Poster
in
Workshop: Building Trust in LLMs and LLM Applications: From Guardrails to Explainability to Regulation
Harmful Helper: Perform malicious tasks? Web AI agents might help
Yang Fan Chiang · Seungjae (Jay) Lee · Jia-Bin Huang · Furong Huang · Yizheng Chen
Recent research has significantly advanced Web AI agents, introducing groundbreaking architectures and benchmarks demonstrating major progress in autonomous web interaction and navigation. However, recent studies have shown that many AI agents can execute malicious tasks and are more vulnerable than standalone LLMs.

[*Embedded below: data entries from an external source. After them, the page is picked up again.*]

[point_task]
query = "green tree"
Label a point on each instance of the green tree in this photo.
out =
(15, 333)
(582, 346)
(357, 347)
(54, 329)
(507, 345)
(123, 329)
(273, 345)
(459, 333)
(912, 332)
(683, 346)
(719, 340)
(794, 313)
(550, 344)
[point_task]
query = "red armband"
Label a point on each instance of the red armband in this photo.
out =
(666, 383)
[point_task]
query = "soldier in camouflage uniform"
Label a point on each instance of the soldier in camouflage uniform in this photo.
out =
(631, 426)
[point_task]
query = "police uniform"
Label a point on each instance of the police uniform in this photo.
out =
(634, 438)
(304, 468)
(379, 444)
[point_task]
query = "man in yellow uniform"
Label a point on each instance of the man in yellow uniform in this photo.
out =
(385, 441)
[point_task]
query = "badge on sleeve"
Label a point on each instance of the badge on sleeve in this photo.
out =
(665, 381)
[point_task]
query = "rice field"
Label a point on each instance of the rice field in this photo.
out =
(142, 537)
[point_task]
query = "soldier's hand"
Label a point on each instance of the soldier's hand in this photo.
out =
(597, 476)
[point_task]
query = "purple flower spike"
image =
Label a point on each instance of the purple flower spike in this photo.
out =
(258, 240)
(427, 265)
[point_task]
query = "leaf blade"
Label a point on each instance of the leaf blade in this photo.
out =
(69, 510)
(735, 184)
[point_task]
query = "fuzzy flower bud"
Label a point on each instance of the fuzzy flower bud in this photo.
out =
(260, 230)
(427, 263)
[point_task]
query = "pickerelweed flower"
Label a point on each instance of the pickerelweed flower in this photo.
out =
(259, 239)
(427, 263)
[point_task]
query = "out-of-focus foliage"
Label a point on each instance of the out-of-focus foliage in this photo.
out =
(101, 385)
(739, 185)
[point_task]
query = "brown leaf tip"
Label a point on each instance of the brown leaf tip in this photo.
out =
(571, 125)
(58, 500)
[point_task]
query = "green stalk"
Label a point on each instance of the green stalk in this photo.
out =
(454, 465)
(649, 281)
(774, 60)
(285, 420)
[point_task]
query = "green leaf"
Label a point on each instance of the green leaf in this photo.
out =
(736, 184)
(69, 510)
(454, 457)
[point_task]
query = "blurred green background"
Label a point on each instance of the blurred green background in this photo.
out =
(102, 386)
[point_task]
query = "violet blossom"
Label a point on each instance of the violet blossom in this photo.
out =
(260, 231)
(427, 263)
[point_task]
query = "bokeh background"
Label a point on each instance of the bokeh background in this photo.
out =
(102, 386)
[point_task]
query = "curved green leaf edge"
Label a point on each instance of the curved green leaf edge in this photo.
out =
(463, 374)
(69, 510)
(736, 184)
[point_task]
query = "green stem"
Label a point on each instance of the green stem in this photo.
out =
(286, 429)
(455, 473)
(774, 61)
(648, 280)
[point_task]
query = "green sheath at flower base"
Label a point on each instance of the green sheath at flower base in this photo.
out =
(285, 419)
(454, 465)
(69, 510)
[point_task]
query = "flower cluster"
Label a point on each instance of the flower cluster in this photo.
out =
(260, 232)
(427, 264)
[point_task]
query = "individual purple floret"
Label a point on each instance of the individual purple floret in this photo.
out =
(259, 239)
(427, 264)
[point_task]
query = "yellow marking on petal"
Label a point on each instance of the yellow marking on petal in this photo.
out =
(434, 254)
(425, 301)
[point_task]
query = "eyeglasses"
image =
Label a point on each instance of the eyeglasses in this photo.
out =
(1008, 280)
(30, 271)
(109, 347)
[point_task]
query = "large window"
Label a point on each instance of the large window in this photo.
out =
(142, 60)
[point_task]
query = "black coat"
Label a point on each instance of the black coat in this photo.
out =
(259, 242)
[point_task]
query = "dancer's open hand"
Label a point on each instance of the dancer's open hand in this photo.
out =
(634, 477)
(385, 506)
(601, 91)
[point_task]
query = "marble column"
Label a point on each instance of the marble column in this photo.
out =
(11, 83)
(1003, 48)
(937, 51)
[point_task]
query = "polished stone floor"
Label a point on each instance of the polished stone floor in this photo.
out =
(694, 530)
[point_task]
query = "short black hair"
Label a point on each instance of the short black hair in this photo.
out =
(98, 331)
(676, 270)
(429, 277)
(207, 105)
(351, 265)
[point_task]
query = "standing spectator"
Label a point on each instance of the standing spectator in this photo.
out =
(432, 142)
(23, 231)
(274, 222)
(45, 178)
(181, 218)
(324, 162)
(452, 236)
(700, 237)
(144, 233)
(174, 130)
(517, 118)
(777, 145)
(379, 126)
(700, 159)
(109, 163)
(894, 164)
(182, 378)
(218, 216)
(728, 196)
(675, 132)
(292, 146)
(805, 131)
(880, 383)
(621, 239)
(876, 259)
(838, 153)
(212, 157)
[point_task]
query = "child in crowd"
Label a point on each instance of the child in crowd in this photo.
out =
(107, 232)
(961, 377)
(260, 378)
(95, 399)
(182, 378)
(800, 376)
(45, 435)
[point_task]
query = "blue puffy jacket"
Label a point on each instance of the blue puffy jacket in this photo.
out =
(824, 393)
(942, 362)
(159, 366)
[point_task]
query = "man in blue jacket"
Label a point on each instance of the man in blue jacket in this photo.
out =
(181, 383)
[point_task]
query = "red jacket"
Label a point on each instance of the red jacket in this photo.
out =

Our work studies why Web AI agents, built on safety-aligned backbone Large Language Models (LLMs), remain highly susceptible to following malicious user inputs. In particular, we investigate the sources of these vulnerabilities by analyzing the differences between Web AI agents and standalone LLMs in terms of their design and components, quantifying the vulnerability rate introduced by each component. Through a fine-grained evaluation to uncover nuanced jailbreaking signals, we identify three key factors in Web AI agents that make them more vulnerable than standalone LLMs: 1) directly including user input in the system prompt of LLMs, 2) generating actions in a multi-step manner, and 3) processing Event Streams (observation + action history) from web navigation. Furthermore, we observe that many current benchmarks and evlautions rely on mock-up websites, which could potentially lead to misleading results. Our findings highlight the need to prioritize security and robustness when designing the individual components of AI agents. We also suggest developing more realistic safety evaluation systems for Web AI agents.